Though it is a satire on greed and the conflicts between filial duty and what children themselves want, it is a light-hearted piece which manages a happy ending. Although Harjinder is a sometime-moneylender, asking exorbitant interest rates, this kanjoos is rather an old-fashioned figure. Greed is always with us but there is no attempt to turn this miser into a direct satire on avaricious bankers.
Clarinet-playing Sam Korbacheh, dressed in a flounced shirt and tunic that remind us of the play's origin in Louis XIV’s France, is full of romantic charm as Valmiki; it is easy to see why Krupa Pattani's lively Dimple would fall for him. Devan Modha is an equally spirited and nimble-footed Kishore. Swifty wrapping an apron on and off, Modha also doubles as the household’s cook while Pattani ties on an apron and pair of bouncing boobs to hilariously double as another family servant.

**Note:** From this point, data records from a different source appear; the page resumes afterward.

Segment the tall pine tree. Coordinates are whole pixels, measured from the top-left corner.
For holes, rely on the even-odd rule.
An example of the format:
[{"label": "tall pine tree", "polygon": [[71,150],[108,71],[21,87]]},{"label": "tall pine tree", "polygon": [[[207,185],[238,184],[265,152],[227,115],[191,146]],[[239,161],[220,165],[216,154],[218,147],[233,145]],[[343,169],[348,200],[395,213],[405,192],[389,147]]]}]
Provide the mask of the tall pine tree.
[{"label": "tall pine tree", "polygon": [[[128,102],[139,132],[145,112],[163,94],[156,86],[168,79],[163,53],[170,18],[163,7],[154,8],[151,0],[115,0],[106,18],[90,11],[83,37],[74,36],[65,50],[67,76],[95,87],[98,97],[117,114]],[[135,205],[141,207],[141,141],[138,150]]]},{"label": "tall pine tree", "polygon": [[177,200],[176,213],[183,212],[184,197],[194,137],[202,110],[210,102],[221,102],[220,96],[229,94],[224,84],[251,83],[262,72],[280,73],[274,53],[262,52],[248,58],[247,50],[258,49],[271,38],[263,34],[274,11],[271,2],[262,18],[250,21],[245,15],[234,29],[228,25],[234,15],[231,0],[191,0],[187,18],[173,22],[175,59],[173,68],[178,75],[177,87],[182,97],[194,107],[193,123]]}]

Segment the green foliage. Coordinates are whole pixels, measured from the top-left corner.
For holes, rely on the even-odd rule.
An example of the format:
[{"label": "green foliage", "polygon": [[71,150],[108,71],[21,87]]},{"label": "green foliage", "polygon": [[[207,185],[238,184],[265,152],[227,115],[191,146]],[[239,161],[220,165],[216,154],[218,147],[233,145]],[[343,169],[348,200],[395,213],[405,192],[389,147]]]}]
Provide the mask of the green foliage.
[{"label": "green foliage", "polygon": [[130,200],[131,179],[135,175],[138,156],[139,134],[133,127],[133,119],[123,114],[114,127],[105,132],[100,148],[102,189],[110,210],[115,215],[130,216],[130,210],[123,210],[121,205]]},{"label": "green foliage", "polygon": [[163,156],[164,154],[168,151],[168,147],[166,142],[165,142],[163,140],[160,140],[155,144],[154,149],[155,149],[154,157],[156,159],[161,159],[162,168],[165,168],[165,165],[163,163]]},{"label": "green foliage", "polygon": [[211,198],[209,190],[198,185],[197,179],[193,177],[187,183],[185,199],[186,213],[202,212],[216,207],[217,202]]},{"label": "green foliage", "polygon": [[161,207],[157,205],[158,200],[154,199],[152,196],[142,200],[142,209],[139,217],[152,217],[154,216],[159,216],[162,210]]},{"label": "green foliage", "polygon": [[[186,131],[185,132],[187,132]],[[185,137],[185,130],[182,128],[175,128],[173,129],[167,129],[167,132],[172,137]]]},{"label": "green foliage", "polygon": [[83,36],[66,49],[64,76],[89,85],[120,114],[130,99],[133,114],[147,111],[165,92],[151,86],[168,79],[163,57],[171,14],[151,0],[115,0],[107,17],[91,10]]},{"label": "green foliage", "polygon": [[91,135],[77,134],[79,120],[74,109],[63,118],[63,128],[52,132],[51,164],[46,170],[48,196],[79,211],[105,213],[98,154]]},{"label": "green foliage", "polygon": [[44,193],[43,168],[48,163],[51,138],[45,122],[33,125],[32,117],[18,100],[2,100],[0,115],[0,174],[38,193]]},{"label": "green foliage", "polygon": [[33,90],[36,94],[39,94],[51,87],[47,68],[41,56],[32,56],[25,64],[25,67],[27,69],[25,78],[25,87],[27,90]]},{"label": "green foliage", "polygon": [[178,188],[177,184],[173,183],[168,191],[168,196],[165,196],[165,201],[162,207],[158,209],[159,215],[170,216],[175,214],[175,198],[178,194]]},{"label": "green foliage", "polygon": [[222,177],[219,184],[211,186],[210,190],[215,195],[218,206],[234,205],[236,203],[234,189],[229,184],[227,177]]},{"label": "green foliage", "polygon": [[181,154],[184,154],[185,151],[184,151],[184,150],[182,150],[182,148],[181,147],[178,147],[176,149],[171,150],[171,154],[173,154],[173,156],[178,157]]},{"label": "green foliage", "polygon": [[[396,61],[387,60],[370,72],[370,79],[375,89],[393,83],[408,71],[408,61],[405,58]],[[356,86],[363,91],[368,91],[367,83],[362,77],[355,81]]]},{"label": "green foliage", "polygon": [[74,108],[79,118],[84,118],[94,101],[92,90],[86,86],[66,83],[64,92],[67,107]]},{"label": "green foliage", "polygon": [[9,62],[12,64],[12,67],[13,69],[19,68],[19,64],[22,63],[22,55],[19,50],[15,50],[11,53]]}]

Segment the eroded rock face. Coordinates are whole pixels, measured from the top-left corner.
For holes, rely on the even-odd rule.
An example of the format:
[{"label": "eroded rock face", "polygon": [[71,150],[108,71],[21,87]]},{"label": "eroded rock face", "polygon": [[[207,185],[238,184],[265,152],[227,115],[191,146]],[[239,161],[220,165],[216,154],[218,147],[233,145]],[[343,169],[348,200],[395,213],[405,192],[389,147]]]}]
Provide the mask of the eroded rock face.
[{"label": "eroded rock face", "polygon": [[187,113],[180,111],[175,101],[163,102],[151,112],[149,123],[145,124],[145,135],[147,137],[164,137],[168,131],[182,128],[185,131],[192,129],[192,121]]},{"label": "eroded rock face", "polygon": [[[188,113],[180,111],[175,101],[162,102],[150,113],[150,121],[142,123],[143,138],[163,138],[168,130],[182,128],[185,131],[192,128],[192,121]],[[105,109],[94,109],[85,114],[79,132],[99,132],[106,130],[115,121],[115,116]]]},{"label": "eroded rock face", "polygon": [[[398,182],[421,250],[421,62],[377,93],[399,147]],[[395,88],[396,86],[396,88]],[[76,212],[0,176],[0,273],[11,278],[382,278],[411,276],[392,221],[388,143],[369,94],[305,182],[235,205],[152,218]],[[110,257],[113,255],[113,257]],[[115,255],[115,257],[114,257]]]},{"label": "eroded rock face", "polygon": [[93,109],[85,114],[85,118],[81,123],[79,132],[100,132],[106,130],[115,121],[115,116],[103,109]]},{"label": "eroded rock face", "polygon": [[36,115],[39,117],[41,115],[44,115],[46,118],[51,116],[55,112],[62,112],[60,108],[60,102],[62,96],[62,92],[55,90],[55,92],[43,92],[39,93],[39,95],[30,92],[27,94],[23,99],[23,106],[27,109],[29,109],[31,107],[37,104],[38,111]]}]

Caroline Kilpatrick plays matchmaker Frosine, a satire on the Westerner who has become almost more Indian than the locals, and doubles as Don Aslam, the husband lined up for Dimple who brings resolution to the story when he turns out to be the father of both Mehrish Yasin’s Mariam and Valmiki. The kanjoos Harjinder is played by Antony Bunsee with motormouth energy and big-eyed with greed. He sometimes goes too fast for comprehension but if it is over the top it is in connivance with the audience. This is not a naturalistic play but shows its roots in the commedia tradition as the Pantalone figure is eventually outwitted.
Musical director Danyal Dhondy on keyboard, Hasan Mohyeddin on percussion and singer Sohini Alam add another layer of enjoyment and spark off some natty Bollywood moves from the actors and sometimes add an accent to the dialogue with a blow upon a wooden block or other punctuation.
Hardeep Singh Kohli has provided a bright, jokily-rhymed translation that has a dash of pantomime frivolity with some extra humour for Hindi-speaking members of the audience, though the script works in translation wherever needed. It is a relaxed and easy-going evening that makes no big demands upon the audience, not as impressive as some of director Jatinder Verma’s previous cross-cultural classical recreations but that is in the nature of the play. It is there to be enjoyed.
If you want to catch up with Molière’s original text, the Tour de Force Theatre is performing L’Avare in French at the Cockpit 10-12 October.